The end points were 30-day and long-term mortality from any cause or clinical reinfarction (2). Median follow-up was 4.2 years for mortality and 3.0 years for reinfarction. No patients were lost to follow-up.
Baseline dichotomous variables were compared using the chi-square test and presented as percentages, and continuous variables were compared using a rank-sum test and presented as median with interquartile range (IQR). The rate of events in the 3 different ST-segment resolution categories at 90 min and 4 h were analyzed using the trend test. Kaplan-Meier curves were compared using log-rank statistics. Univariate analysis was performed for all baseline variables, and significant variables were included in a multivariable backward selection model excluding all variables with a p value >0.05. The Cox proportional hazard model was used to determine predictors of outcome. The ST-resolution was entered into the Cox model as a continuous variable and hazard ratio given per ST-segment resolution increase of 1%. Interactions were assessed by entering the interaction term into the Cox model. A p value (2-sided) ≤0.05 was considered significant. The SAS software, version 8.0 (SAS Institute, Cary, North Carolina) was used.
Demographics for the 1,421 included patients with a baseline ECG are presented in Table 1.The ECGs recorded at pre-intervention, at 90 min, and at 4 h were available for 880, 1,233, and 1,208 patients, respectively.
ST-segment resolution and treatment groups
Figure 1demonstrates median percent ST-segment resolution over time in the 2 treatment groups. Before the reperfusion attempt, more ST-segment resolution occurred in patients randomly assigned to pPCI (12%, IQR 0% to 31%, vs. 6%, IQR 0% to 47%; p = 0.004). Pronounced normalization of the ST-segment was observed in both groups at 90 min, but significantly more after pPCI (60%, IQR 33% to 82%, vs. 45%, IQR 13% to 71%; p < 0.0001). This difference had faded at 4 h (65%, IQR 40% to 80%, vs. 63%, IQR 35% to 85%; p = 0.2).

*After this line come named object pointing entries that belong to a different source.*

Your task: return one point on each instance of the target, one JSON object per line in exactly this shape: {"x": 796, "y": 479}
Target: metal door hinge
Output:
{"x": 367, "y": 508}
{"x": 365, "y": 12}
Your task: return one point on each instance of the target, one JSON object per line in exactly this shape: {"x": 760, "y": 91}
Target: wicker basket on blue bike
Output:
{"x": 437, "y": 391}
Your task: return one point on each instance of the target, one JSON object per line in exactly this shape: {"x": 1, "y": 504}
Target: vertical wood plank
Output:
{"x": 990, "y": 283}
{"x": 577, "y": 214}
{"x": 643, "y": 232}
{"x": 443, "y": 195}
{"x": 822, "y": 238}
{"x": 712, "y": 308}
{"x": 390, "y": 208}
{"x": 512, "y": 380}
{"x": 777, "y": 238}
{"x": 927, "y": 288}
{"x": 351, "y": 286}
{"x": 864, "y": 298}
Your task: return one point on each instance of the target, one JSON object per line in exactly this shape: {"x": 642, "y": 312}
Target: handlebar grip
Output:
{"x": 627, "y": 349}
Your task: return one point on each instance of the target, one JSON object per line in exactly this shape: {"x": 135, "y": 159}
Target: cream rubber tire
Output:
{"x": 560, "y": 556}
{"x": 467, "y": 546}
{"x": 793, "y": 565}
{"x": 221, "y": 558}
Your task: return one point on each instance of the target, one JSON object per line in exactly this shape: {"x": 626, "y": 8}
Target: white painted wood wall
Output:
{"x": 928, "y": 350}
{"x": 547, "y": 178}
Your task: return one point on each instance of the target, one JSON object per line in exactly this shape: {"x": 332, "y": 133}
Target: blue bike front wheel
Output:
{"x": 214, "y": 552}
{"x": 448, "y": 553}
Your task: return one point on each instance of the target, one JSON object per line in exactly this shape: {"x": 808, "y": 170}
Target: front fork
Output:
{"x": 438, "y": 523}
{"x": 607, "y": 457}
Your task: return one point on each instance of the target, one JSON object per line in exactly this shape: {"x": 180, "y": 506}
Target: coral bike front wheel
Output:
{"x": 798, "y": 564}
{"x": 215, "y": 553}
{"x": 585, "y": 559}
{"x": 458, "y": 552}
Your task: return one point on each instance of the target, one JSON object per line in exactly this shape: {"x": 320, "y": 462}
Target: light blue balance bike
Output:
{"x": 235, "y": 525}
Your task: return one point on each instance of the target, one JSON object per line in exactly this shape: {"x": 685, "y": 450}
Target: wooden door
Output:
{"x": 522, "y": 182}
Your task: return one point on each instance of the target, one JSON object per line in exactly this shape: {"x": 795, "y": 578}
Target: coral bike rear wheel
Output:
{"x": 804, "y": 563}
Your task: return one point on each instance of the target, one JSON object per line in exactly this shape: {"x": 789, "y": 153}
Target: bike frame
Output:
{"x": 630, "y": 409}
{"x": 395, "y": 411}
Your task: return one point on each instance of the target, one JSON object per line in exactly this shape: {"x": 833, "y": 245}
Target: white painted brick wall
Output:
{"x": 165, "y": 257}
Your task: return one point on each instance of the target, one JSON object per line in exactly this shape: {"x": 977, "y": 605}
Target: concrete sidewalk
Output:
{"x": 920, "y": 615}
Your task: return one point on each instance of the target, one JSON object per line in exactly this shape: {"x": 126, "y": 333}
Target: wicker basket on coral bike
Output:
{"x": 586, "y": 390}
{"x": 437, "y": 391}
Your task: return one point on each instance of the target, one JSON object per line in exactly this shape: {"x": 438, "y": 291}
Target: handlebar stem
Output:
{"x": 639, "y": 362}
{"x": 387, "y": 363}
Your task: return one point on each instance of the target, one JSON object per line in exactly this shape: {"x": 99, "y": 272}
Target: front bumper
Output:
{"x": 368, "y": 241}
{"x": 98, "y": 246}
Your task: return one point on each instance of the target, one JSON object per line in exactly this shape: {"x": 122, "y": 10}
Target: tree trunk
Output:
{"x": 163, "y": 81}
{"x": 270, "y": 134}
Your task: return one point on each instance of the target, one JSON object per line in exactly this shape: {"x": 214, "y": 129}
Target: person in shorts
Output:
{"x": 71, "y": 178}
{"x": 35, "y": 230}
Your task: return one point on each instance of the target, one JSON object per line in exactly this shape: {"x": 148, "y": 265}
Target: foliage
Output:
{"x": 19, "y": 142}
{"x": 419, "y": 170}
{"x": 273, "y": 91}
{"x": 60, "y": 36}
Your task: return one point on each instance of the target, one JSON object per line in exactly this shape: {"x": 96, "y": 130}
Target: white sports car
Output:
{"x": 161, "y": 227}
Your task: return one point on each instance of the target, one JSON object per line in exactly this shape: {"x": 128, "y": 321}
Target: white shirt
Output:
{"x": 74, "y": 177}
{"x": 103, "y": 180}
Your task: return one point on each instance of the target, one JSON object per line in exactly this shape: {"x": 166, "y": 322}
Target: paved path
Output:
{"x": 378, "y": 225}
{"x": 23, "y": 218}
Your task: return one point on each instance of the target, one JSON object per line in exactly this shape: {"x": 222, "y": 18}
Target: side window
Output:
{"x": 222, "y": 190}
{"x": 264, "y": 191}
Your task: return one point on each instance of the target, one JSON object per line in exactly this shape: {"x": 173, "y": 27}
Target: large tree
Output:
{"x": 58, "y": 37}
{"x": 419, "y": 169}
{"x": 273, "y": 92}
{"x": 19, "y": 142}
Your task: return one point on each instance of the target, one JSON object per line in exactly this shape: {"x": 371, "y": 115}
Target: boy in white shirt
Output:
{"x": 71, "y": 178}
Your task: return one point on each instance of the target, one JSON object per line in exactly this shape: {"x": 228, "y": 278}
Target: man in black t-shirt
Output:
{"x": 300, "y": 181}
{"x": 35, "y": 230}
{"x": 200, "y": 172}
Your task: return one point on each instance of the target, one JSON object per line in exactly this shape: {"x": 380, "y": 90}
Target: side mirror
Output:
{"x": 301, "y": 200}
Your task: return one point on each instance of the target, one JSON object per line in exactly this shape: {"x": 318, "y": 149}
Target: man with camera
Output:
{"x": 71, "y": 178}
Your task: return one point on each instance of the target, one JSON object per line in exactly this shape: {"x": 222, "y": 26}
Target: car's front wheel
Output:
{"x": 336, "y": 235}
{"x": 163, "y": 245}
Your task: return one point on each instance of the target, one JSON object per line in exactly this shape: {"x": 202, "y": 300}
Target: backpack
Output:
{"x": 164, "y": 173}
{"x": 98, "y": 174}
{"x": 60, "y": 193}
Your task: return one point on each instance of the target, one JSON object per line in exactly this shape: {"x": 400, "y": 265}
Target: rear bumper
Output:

ST-segment resolution and outcome
Patient demographics according to ST-segment resolution at 4 h are listed in Table 2.Patients without ST-segment resolution tended to have the highest mortality rate regardless of treatment strategy; however, this difference only reached statistical significance in the fibrinolysis group (Table 3,Fig. 2).By multivariable analysis, age, diabetes mellitus, congestive heart failure, and ST-segment resolution at 4 h were found to be strong predictors of long-term mortality in all patients (Table 4).A difference in 1% ST-segment resolution increased the mortality risk by 8%. When dividing patients according to treatment group, 4-h ST-segment resolution and time-to-treatment were only independent predictors of mortality in the fibrinolysis group. However, no interaction was found between ST-segment resolution and treatment strategy regarding mortality (p = 0.4).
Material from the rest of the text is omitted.